GOF offers a 15% yield based on a monthly distribution of $.10821 that it has paid every month since 2013. Although many have warned of a dividend cut coming soon, GOF just declared another monthly distribution in line with the previous for April. I decided to add back some shares of GOF to my IC portfolio and turn the DRIP on.
The graphic display of distributions from GOF on CEFconnect nicely conveys the point of the steady distribution, which was not reduced even during the 2009 GFC or the 2020 Covid pandemic when many other funds cut theirs. Of course, I said that about RA last year who kept their distribution steady for 7 years before drastically reducing theirs, so there are no guarantees.
Conclusion
As an income-oriented investor who wishes to live off my investment income to support my lifestyle in retirement, I am always seeking additional methods to compound my income each month. By purchasing more shares at a discount on the open market, then reinvesting additional new shares of those CEFs at an even further discount when that is offered, I am further compounding my current income and growing my future income stream even more.

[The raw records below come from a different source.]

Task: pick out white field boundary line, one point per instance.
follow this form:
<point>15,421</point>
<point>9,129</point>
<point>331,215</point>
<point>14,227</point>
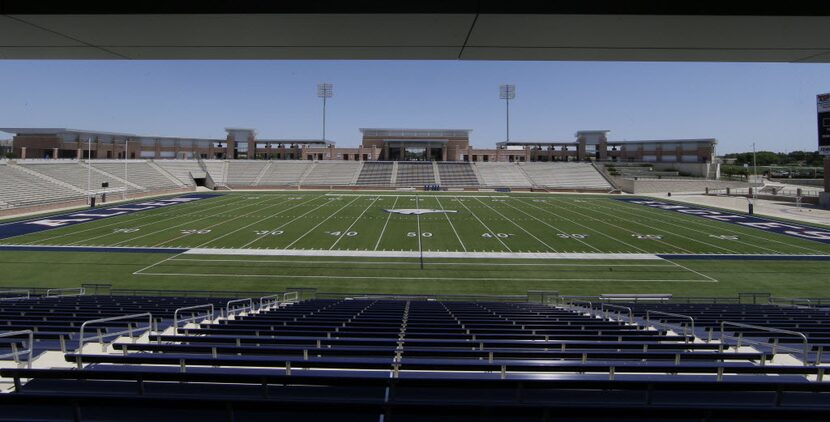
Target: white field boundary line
<point>662,230</point>
<point>667,223</point>
<point>157,263</point>
<point>728,229</point>
<point>320,223</point>
<point>689,269</point>
<point>414,194</point>
<point>374,200</point>
<point>141,216</point>
<point>386,223</point>
<point>492,233</point>
<point>452,226</point>
<point>626,229</point>
<point>552,226</point>
<point>550,248</point>
<point>345,277</point>
<point>415,263</point>
<point>415,254</point>
<point>600,232</point>
<point>180,225</point>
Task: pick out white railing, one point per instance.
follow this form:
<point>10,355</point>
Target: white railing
<point>69,291</point>
<point>231,308</point>
<point>194,316</point>
<point>130,331</point>
<point>27,294</point>
<point>690,325</point>
<point>267,302</point>
<point>740,339</point>
<point>291,297</point>
<point>28,347</point>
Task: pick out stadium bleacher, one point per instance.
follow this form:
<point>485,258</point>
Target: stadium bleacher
<point>502,175</point>
<point>375,174</point>
<point>377,359</point>
<point>415,174</point>
<point>457,174</point>
<point>565,176</point>
<point>338,173</point>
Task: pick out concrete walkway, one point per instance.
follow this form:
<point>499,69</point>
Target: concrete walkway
<point>763,207</point>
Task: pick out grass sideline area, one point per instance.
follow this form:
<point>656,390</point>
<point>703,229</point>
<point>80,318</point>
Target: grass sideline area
<point>71,269</point>
<point>334,223</point>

Meanwhile, if I need to withdraw some cash to support my lifestyle I can either sell some of those reinvested shares at a premium to market price and pocket the difference, or I can simply take distributions as cash from other income investments that do not offer a discounted DRIP and withdraw that income without the need to sell any shares. I also maintain a buffer of cash in high yield savings accounts and in cash-like securities such as SGOV, JBBB, and IBHF in my investment account for that inevitable emergency or unexpected medical bill that often happens when you least expect it!